Esta ciudad a la cual llegué entre paisajes verdes y casas de adobe, que me recordaban todo el camino a mi bello y a veces horrendo país, me permitió escaparme, momentáneamente claro, de una inmensa tristeza, de una separación filial que el océano marcó en estos días lluviosos en el sur del continente, días entristecidos como yo, aunque ahora no los sienta tanto gracias al calor de esta gente maravillosa.
Gente que me invita a contarles lo lindo que es mi país y sus habitantes, lo inmensa que es su historia y sus tradiciones, parecidas en mucho a las de las tierras de ellos.
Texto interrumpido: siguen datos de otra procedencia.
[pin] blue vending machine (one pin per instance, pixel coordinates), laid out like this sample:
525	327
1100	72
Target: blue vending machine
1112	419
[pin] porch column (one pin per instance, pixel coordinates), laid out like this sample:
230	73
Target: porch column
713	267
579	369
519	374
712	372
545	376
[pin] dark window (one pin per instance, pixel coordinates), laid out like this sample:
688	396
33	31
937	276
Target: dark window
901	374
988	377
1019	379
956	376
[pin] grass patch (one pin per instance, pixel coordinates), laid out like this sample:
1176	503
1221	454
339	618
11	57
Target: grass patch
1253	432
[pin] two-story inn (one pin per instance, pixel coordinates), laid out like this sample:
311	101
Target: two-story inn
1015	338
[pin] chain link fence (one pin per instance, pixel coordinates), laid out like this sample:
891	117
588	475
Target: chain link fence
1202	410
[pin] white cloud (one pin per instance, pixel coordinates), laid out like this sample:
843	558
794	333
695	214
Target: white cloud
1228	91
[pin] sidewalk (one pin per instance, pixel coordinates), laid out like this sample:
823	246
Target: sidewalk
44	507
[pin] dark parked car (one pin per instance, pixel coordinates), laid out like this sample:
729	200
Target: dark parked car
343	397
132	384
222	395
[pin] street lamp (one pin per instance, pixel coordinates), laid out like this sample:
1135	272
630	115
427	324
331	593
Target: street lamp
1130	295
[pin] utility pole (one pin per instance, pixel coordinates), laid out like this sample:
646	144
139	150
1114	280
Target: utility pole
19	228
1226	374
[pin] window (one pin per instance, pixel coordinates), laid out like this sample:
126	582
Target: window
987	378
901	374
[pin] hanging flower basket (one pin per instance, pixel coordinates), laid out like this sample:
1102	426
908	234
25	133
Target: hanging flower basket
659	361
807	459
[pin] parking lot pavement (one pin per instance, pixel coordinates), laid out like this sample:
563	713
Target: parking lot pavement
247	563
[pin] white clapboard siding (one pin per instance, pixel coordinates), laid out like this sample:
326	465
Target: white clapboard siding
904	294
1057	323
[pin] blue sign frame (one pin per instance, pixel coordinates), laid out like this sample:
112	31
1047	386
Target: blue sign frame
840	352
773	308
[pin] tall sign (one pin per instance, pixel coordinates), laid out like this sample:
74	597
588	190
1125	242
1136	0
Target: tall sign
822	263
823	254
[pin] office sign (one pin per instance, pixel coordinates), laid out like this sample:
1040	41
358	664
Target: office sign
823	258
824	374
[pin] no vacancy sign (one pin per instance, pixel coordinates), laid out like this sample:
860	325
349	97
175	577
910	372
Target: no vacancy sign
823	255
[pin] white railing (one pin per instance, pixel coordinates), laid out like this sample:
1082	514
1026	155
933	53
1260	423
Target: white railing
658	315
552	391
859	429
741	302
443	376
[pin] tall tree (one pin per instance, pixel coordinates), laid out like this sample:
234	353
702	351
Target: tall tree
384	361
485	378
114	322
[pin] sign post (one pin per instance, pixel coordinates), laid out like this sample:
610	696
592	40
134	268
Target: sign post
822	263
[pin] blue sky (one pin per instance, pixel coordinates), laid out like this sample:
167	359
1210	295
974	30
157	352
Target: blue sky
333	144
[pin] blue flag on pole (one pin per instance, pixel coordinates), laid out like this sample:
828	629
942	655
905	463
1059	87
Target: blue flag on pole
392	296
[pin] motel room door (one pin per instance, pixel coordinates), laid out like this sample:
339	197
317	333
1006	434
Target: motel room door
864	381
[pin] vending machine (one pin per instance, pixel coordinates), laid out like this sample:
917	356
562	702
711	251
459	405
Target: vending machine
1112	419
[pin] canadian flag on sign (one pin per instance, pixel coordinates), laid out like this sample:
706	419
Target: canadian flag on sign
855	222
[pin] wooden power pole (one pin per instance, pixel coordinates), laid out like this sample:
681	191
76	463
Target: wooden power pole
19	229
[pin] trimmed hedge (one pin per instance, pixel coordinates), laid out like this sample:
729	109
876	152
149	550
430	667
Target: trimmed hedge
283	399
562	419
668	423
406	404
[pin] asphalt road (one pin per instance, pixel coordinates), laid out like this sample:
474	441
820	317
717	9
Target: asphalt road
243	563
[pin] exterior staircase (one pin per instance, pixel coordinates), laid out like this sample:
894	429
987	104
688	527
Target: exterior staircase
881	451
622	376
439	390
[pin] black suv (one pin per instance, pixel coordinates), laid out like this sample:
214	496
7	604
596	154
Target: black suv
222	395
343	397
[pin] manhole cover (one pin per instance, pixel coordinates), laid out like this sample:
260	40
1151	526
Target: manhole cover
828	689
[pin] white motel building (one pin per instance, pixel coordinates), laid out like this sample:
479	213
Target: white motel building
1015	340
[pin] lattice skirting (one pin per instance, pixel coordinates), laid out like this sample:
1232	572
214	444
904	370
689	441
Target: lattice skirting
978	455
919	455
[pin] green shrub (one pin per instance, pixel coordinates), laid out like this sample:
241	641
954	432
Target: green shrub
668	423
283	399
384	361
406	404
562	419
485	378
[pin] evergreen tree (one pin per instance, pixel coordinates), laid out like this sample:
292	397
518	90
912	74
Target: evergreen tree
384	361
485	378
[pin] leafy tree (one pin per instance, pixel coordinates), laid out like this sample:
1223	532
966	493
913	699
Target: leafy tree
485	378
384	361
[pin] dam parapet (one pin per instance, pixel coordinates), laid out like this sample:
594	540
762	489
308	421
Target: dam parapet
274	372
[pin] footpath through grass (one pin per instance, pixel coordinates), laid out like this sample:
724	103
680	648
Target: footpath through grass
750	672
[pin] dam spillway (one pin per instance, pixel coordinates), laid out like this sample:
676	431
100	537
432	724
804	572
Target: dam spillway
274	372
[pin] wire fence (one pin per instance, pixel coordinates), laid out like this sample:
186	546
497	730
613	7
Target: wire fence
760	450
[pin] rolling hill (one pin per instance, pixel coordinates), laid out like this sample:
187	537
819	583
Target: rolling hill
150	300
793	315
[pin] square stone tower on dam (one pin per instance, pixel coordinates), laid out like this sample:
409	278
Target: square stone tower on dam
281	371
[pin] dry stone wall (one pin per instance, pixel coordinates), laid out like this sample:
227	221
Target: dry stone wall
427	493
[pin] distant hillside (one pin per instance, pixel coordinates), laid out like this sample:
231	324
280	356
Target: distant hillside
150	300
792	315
Pero de pronto, cuando el silencio de la noche me recuerda lo que ocurre allá en la corona de la América Central, lo veo horrendo, lo veo vacío, porque la pobreza, la violencia y la prepotencia empujan a las personas a marcharse, a buscar horizontes distintos, lunas nuevas, sabores nuevos y nuevos cariños.
Ahora lo pienso y no lo siento tanto, pero al volver voy a hundirme en la tristeza, cuando la ausencia se sienta, cuando el recuerdo me acompañe y busque insistentemente olores, palabras e imágenes.
Me encuentro a miles de kilómetros de distancia abrazada por la magia de esta ciudad de ensueño, pero estoy triste, muy triste, temiendo el regreso.